Cecal contents (100 mg) of WT and St3gal4−/− donor mice were collected under anaerobic conditions and diluted in 10 ml of anaerobic mineral solution containing 5 g/liter NaCl, 2 g/liter glucose, and 0.3 g/liter cysteine-HCl (de Sablet et al., 2009). 3–4-wk-old C57BL/6 germ-free males (Institute of Laboratory Animal Science, University of Zürich, Switzerland) were colonized with 200 µl of 1:100 diluted cecal microbiota by gavage and kept in isolators for 4 wk.
Results were expressed as mean ± SEM. Difference between groups was analyzed using one-way analysis of variance with Bonferroni’s Multiple Comparison Post-test. Significance was accepted for P < 0.05.

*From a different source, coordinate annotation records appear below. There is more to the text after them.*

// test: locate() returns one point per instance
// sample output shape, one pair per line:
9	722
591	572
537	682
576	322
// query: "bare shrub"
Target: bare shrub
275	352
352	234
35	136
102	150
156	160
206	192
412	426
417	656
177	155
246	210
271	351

Online supplemental material.
Fig. S1 shows the mRNA levels of sialyltransferases normalized to GAPDH expression in mammary gland tissue. Fig. S2 outlines the determination of sialic acid in mouse milk. Fig. S3 shows unchanged T cell development and IgA production in the intestine of St3gal4−/− and St6gal1−/− mice. Fig. S4 shows the normal susceptibility of St6gal1−/− mice to DSS-induced colitis. Fig. S5 shows the typing of leukocyte subsets in the colon of DSS-treated mice. Fig. S6 outlines the identification of a Ruminococcaceae species from TTGE analysis. Fig. S7 shows the intestinal microbiota analysis in St6gal1−/− mice. Fig. S8 explains the definition of a PCR primer specific for the new Ruminococcaceae species. Table S1 lists the primers used in the present study.
The authors kindly thank Monique Julita and John Newell for excellent technical assistance with milk oligosaccharide and mammary gland gene expression analysis as well as Charlotte Burger and Isabelle Frey for assistance with histology.
This work was supported by the Zürich Center for Integrative Human Physiology and by the Swiss National Foundation grant 31003A-116039 to T. Hennet.
The authors declare no competing financial interests.